Aller au‑delà des « personnes crédules »
Beaucoup de recherches antérieures considèrent la désinformation comme un problème situé dans l’esprit des individus : nous croyons aux faux récits à cause de raccourcis mentaux, de réactions émotionnelles ou d’un manque de compétences médiatiques. Ces facteurs comptent, mais ils ne racontent pas toute l’histoire. Les auteurs passent en revue des travaux en psychologie, science politique, études des médias et philosophie pour montrer que les fausses histoires sont façonnées par les réseaux sociaux, les identités culturelles, ainsi que par la conception et les modèles économiques des plateformes. Autrement dit, la désinformation ne se transmet pas simplement d’une personne à l’autre comme un rhume ; elle circule dans des systèmes complexes où de nombreuses forces différentes favorisent son ancrage.

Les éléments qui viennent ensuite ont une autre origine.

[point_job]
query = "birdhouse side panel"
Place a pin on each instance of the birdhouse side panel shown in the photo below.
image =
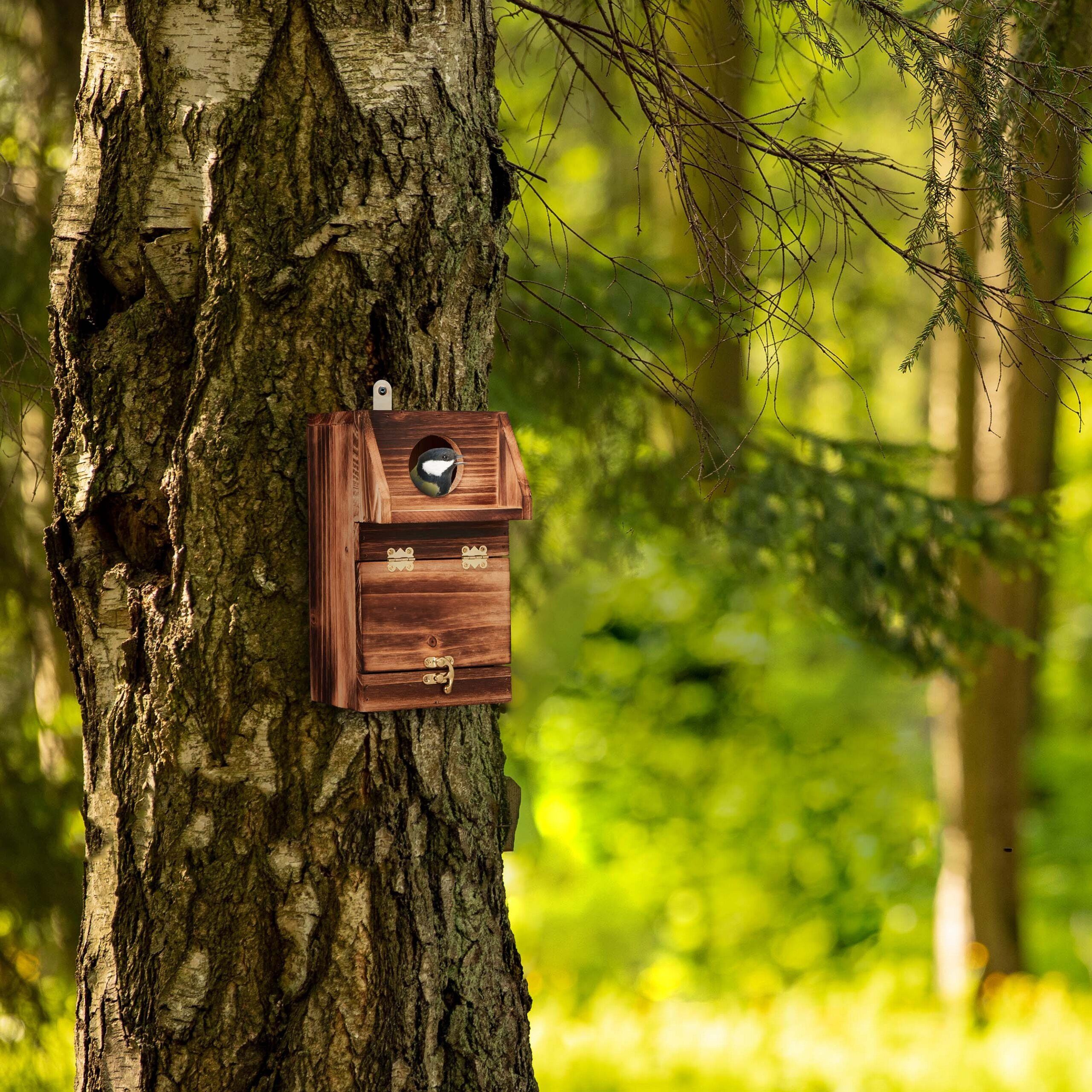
(332, 493)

Des fausses histoires qui « font quelque chose » pour les gens
L’idée centrale du cadre Valeur et Vulnérabilité (VV) est que la désinformation se propage souvent parce qu’elle rend un service à quelqu’un, même quand elle est fausse. Une affirmation mensongère peut aider des personnes à donner du sens à des événements déroutants, protéger leur vision du monde, exprimer de la colère, divertir des amis ou signaler leur appartenance à un camp. Les auteurs appellent ces différentes formes d’utilité des « types de valeur », allant de l’explication et du soulagement émotionnel au renforcement des liens de groupe ou à la fourniture d’outils stratégiques pour attaquer des adversaires. Au niveau des plateformes, ce même contenu faux peut aussi générer des clics, du temps passé sur le site et une réputation d’hébergeur neutre de tous les points de vue, ce qui a de la valeur pour la publicité et l’image publique.
Couches de valeur : des individus aux groupes puis aux plateformes
Le cadre VV organise ces valeurs sur trois couches principales : individus, groupes et plateformes. Pour une personne, une rumeur peut sembler précieuse parce qu’elle confirme ce qu’elle soupçonne déjà ou apaise l’anxiété en période d’incertitude. Pour un groupe, partager cette rumeur peut resserrer les liens, tracer des lignes nettes avec les rivaux ou mobiliser des partisans. Pour une plateforme, la rumeur peut produire de forts signaux d’engagement qui alimentent les algorithmes de classement, incitent les utilisateurs à revenir et aident l’entreprise à éviter les accusations de partialité si elle choisit de ne pas supprimer le contenu. La valeur à une couche peut se répandre dans les autres, créant des boucles de rétroaction : à mesure que les plateformes amplifient des histoires engageantes, les individus les voient plus souvent, les groupes se rassemblent autour d’elles et l’histoire devient encore plus « apte » à survivre dans l’environnement informationnel.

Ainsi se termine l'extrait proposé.